As a first step, the port and its partners plan to issue a Terms of Reference (TOR) document inviting qualified consultants to bid for a contract to study, among other things, the overall layout for the project, as well as prepare a Bill of Quantities. Based on the consultant’s findings, a tender for the detailed design and construction of the Liquid Terminal will be floated later in the year, he stated.
Vermeulen said the capacity of the Liquid Terminal will be large enough to handle the import and export requirements of a 230,000 barrels per day capacity refinery proposed at Duqm, as well as liquid volumes that will be generated by a future oil and petrochemical based industry and tank farm expected to take root in the SEZ. With a quay wall extending up to three kilometres, there will be enough capacity to accommodate the required number of berths to handle growth in liquid cargoes over the long-term.
Additionally, the Liquid Terminal will be equipped to berth ships transporting not only crude, but a variety of refined petroleum products and other liquids. “In the initial years, the refinery will operate on crude brought by ship because there is no pipeline in place at the moment. Later on, however, part of the finished product will (be marketed domestically) and part will be exported. Yes, there will be capacity for the handling of different types of inbound and outbound liquids,” Vermeulen said.

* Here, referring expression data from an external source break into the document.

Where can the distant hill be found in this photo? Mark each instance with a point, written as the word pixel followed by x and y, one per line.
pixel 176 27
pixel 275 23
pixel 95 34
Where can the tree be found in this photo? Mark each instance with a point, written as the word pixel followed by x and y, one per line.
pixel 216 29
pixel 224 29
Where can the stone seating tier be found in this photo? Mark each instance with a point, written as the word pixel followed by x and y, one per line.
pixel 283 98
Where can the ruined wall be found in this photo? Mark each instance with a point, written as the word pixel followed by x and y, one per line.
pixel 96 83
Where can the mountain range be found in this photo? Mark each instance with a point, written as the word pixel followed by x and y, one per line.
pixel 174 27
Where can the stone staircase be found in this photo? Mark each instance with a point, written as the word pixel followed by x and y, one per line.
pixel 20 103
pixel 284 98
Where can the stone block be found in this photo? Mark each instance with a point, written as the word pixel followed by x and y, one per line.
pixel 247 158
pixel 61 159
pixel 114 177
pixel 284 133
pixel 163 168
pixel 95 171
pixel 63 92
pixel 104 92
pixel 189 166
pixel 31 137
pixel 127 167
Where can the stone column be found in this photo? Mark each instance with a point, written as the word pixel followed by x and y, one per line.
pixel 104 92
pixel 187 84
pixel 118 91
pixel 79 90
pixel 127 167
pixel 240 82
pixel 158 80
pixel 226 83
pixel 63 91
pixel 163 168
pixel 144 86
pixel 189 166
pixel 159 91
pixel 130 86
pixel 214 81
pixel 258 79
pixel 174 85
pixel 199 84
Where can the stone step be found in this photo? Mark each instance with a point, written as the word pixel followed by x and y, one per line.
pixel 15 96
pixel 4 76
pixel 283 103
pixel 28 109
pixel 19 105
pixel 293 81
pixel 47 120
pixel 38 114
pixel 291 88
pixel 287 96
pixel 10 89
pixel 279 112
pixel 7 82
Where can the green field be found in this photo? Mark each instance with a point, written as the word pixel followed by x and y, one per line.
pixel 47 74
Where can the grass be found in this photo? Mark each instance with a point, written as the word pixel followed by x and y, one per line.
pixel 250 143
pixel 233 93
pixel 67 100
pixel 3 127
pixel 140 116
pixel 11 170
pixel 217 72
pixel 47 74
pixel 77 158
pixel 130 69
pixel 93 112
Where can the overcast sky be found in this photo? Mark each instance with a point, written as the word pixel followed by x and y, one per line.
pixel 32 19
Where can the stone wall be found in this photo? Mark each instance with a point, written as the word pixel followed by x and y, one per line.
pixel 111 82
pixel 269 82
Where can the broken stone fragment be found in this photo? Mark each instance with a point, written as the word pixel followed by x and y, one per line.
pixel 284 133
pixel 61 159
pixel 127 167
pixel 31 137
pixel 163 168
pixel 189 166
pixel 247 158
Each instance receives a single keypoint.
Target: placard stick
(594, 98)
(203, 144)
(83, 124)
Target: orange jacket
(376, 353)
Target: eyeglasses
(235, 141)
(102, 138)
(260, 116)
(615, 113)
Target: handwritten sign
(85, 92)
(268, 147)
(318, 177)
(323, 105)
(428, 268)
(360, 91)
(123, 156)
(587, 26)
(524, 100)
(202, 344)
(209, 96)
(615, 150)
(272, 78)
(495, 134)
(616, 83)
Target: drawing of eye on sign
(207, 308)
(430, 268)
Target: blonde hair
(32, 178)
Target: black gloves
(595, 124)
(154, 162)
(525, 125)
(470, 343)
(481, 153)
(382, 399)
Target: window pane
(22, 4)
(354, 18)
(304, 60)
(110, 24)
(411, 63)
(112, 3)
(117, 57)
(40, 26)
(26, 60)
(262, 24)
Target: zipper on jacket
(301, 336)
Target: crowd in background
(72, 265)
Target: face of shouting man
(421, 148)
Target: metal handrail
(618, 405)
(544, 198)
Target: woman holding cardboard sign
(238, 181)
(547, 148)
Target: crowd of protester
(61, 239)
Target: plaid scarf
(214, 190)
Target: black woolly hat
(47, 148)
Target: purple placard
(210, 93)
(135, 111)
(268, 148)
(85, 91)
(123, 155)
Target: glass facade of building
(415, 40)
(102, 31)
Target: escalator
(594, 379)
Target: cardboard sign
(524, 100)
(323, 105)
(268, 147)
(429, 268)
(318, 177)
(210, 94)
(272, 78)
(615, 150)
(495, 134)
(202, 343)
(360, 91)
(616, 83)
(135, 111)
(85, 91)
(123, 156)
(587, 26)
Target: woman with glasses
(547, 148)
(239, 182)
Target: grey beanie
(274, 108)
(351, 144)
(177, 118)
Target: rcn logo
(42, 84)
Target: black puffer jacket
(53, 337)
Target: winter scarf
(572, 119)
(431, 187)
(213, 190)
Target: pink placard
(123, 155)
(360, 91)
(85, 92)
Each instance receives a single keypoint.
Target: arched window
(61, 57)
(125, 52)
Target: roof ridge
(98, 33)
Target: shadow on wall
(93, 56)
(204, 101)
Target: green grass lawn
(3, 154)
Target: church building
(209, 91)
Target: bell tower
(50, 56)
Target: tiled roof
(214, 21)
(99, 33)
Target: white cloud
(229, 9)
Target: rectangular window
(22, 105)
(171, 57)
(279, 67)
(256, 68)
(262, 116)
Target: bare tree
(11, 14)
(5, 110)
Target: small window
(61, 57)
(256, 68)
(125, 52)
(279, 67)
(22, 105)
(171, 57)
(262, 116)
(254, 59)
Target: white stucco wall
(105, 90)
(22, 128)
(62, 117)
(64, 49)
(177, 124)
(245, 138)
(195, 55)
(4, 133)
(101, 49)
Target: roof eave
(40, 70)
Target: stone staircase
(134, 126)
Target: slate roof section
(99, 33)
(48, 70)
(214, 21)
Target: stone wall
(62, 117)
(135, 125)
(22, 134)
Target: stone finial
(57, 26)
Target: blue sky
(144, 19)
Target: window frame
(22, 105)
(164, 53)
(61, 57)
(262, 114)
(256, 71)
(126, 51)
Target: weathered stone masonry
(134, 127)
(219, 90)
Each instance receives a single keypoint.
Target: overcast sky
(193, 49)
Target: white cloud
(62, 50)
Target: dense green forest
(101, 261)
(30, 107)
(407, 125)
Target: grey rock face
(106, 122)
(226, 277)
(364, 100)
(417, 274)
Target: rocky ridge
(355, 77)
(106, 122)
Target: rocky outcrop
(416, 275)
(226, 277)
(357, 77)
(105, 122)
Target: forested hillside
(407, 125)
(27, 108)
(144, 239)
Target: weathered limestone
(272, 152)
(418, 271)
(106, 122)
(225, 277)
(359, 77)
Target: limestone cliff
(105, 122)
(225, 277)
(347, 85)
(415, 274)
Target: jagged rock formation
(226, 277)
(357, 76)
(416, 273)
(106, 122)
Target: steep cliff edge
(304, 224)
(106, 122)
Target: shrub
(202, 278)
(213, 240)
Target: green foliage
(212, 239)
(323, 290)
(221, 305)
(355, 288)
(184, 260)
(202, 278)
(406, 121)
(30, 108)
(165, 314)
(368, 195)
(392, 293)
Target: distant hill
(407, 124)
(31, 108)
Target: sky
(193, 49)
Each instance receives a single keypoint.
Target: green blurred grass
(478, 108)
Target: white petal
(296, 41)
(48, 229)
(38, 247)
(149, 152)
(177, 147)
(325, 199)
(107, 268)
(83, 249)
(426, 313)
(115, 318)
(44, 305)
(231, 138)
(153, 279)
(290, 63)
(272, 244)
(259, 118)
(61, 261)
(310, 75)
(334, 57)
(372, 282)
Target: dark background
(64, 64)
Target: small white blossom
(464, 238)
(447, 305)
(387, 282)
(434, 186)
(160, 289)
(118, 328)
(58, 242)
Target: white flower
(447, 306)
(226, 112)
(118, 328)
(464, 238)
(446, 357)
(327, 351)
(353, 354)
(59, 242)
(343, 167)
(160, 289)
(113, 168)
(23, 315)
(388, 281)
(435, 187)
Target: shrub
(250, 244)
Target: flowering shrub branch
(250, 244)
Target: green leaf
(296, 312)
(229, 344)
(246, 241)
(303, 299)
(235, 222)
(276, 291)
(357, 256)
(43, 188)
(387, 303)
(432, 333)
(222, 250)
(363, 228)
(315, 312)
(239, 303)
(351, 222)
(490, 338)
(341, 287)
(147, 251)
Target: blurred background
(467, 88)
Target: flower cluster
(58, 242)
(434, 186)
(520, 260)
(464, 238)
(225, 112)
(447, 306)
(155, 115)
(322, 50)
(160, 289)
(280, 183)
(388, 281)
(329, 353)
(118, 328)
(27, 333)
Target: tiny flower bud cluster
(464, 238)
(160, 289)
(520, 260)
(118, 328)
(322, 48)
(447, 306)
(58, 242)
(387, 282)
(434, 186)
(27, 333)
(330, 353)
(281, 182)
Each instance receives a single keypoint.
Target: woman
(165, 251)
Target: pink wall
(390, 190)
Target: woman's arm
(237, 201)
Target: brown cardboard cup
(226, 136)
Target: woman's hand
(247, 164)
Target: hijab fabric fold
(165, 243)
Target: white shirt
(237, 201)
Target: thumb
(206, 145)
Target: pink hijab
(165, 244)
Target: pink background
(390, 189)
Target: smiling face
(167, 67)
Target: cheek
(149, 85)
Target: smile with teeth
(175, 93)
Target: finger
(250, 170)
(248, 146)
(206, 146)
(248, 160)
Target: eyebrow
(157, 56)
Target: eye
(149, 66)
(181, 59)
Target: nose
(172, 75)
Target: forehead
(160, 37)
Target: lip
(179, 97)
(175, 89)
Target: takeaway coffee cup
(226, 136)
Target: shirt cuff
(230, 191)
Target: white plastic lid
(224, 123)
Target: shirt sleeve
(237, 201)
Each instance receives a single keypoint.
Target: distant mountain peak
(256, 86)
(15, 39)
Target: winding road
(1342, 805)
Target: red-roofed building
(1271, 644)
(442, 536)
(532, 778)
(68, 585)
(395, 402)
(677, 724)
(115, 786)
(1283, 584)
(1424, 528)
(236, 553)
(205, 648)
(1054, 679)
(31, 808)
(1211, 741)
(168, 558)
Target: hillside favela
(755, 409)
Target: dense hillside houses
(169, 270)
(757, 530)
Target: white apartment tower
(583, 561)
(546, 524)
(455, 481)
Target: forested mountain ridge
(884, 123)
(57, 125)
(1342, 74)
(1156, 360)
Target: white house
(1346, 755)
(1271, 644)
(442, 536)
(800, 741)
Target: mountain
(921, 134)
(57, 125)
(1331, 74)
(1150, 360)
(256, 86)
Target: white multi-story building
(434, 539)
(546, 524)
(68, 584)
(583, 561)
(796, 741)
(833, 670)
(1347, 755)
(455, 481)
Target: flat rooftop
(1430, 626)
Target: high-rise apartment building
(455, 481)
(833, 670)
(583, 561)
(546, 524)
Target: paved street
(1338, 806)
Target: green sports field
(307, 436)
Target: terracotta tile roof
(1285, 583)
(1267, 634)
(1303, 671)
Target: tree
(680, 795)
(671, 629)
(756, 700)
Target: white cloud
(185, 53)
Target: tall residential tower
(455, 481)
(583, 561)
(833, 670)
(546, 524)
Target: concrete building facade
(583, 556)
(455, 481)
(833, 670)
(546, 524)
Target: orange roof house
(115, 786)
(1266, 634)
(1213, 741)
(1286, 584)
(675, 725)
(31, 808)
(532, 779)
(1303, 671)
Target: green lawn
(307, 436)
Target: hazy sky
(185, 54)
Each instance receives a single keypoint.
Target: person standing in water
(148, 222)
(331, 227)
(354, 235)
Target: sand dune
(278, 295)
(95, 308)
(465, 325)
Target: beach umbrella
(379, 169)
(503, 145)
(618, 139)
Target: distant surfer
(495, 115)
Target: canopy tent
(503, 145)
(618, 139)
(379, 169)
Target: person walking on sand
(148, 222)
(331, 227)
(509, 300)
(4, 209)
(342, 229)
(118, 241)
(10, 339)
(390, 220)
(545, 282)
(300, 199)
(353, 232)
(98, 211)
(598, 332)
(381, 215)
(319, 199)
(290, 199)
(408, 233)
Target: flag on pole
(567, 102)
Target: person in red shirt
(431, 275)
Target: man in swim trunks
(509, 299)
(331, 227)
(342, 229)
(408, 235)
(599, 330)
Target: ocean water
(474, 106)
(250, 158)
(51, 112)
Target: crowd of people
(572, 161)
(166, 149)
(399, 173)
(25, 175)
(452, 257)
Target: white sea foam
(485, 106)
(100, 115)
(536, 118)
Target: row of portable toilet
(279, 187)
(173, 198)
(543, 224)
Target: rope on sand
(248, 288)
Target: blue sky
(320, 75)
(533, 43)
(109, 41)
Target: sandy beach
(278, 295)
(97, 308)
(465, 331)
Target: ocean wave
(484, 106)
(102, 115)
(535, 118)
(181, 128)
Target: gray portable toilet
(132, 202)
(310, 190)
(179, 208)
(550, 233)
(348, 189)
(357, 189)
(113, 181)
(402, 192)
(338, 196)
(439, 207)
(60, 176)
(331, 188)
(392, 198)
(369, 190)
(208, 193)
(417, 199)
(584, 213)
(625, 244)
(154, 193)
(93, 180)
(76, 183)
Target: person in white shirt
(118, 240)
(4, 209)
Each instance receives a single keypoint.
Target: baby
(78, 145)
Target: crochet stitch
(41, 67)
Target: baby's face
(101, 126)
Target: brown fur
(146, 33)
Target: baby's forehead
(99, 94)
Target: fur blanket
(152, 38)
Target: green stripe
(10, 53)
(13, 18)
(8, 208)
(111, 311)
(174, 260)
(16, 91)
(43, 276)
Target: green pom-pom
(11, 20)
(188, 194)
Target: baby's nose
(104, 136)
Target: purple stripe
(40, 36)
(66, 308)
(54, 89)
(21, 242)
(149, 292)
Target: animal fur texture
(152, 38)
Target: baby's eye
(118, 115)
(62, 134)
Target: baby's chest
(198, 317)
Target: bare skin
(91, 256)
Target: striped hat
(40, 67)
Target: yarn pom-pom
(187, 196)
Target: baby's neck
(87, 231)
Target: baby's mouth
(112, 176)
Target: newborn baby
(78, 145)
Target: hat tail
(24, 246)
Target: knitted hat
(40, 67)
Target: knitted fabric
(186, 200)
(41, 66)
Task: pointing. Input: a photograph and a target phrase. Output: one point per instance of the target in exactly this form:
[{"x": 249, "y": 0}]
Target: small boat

Earlier, in a presentation at the Oman Construction Summit last week, the Commercial Director, outlined opportunities for investors, contractors and service providers at the maritime gateway and Duqm SEZ. “The Duqm SEZ project, which has taken root with the construction of a modern port and dry dock complex, is the largest concentrated development in Oman today. Also as part of the Duqm Project, there will be an international airport, a new town for 100,000 inhabitants, a huge industrial area covering an area of 6,000 hectares in the first phase, a tourism zone, and other components. All of these form part of a gigantic swath covering an area of 177,000 hectares earmarked for the zone.”
According to the official, the SEZ essentially comprises of two broad areas — a northern region which is currently under development with around 35 projects progressing in parallel, and a southern region earmarked for future development. Thus, the SEZ has been envisaged by the government as a long-term development, he said. Of the many clusters planned within the SEZ, the Logistics Zone will come under the purview of Port of Duqm Company. So will part of the Industrial Zone, Vermeulen noted.
Commenting on the current status of the port development, he said a small section of the 2km-long commercial quay has been provisionally operationalised as part of the port’s ‘Early Operations Phase’ strategy. Final completion of the quay is slated for 2015 upon the provision of paving, cranes, handling equipment, utilities, and so on, tenders for which will be floated in the coming months.
The Early Operations Phase, he said, is primarily designed to cater to project cargo linked to the development of the Duqm SEZ as well as the oil ventures in the hydrocarbon-rich Wusta governorate. Vessels call at Duqm every 10 days to two weeks, with the port serving as a convenient gateway for project cargo destined for oilfields in central Oman, he said. “In Phase 2 of the port’s development, there is potential to create up to 10 kilometres of additional quay wall for commercial terminals. As of now, it’s not yet defined how this quay wall will be utilised, but we will first test the market and then decide how to earmark 10km of quay,” the Commercial Director added.